Publication year - 1968
Publication title -
british journal of pharmacology
Language(s) - English
Resource type - Journals
SCImago Journal Rank - 2.432
H-Index - 211
eISSN - 1476-5381
pISSN - 0007-1188
DOI - 10.1111/j.1476-5381.1968.tb07945.x
Subject(s) - acetylcholine , chemistry , nicotine , physostigmine , bretylium , morphine , atropine , cholinergic , pharmacology , medicine , endocrinology , stimulation , nicotinic agonist , hexamethonium , receptor , adrenergic , biochemistry
1 The effects of 5‐hydroxytryptamine (5‐HT) and morphine on the responses to acetylcholine and nicotine of isolated rabbit atria were studied. 2 5‐Hydroxytryptamine (10 μg/ml.) and morphine (20 μg/ml.) blocked the negative chronotropic and inotropic actions of acetylcholine. 3 Nicotine (20 μg/ml.) produced stimulation of the atria, which was blocked by dichlorisoprenaline, morphine, 5‐HT, bretylium and hemicholinium. Hemicholinium block was reversed by choline. 4 In reserpinized preparations, nicotine produced inhibition of atria and this action was also blocked by atropine, 5‐HT and morphine. Inhibition induced by nicotine was potentiated by physostigmine. 5 5‐Hydroxytryptamine (20 μg/ml.) produced stimulation of atria.
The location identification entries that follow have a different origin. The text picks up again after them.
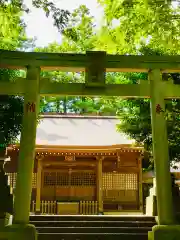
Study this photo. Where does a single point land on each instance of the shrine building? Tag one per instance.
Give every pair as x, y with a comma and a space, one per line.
82, 160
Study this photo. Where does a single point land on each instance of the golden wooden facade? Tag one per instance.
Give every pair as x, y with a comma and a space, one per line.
112, 176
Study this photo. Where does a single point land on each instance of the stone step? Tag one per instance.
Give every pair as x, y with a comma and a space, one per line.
93, 223
93, 230
92, 236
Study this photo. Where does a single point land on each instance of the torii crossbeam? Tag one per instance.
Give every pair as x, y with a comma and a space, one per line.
95, 64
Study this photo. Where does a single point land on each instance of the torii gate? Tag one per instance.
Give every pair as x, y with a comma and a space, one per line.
95, 64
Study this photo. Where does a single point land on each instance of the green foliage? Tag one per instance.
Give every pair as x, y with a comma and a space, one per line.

This was blocked by bretylium and reduced by hemicholinium. Hemicholinium block was reversed by choline. 6 It is concluded that 5‐HT in low concentrations acts as a weak agonist at the cholinoceptive receptors and therefore blocks the action of acetylcholine. Furthermore, nicotine and larger doses of 5‐HT have actions on ganglionic structures and liberate acetylcholine, which in turn releases catecholamines.